Dipper hears his whisper, and he swears it makes him shiver.

 

+

 

Again, he dreams of darkness.

But he’s wrapped in it. Enveloped.

Again, the boy in the cloak is there.

Dipper can’t move.

“Let me go!” he yells. “I don’t want this anymore. Let me go!”

The boy in the cloak holds a finger against his lips.

“Shhh.”

Dipper is hardly breathing.

Dipper wants to be set free.

Dipper is hardly breathing.

Breathing.

A long inhale, a long exhale.

He’s breathing.

He has lungs.

The boy in the cloak smiles at him.

 

+

 

He wakes up to Mabel shaking him awake.

“Dipper, Dipper, Dipper,” she says.

Dipper sits up, alert. He puts a hand on his chest, then on his stomach, on his legs, on his arms, on his face, on his dick, and on his hair. His eyes are open wide. He smirks.

Mabel arches an eyebrow.

“You okay, Dipper?” she says.

“Where is he?” Dipper asks her.

“Who? Norman? Outside, sweeping the leaves,” she says. “But I made breakfast. Bacon and eggs.”

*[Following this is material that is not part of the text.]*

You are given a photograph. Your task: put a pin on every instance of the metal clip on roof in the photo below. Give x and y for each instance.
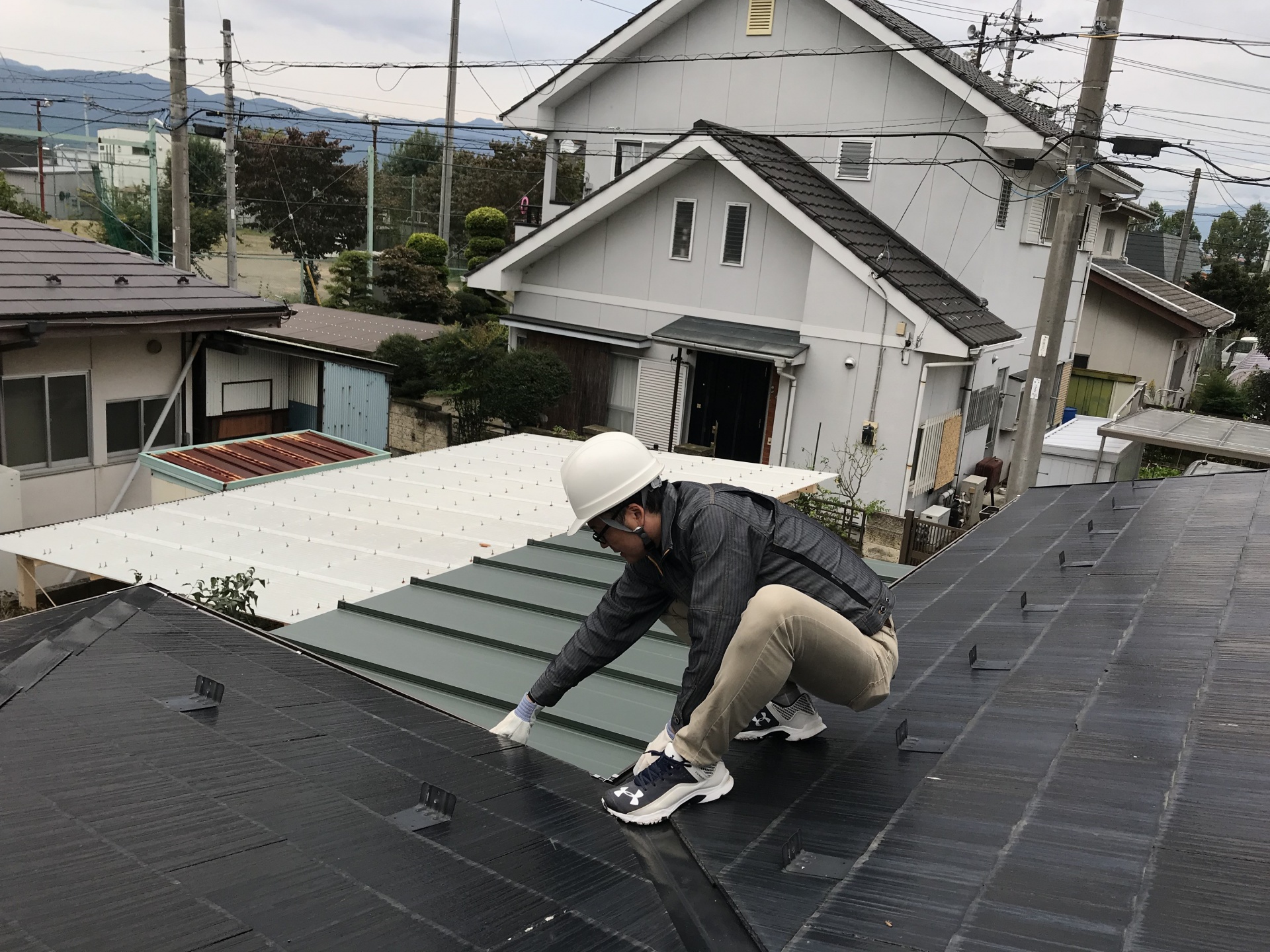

He goes down with her, but he doesn’t go to the dining room. He goes right outside to look for him.

Of course he’s there. Dipper sees him from the porch. Norman just stands there, with a broom in his hands. He’s staring up at the sky, looking like he’s just experienced something traumatic.

Dipper readies himself. After being dead for more than a month, he wants to know what it feels like to scream from his lungs. He already feels it coming. He already feels his voice trying to set itself free.

He feels it.

He shouts Norman’s name.

It’s only then that he knows for sure that he’s alive and not dead.

 

fin.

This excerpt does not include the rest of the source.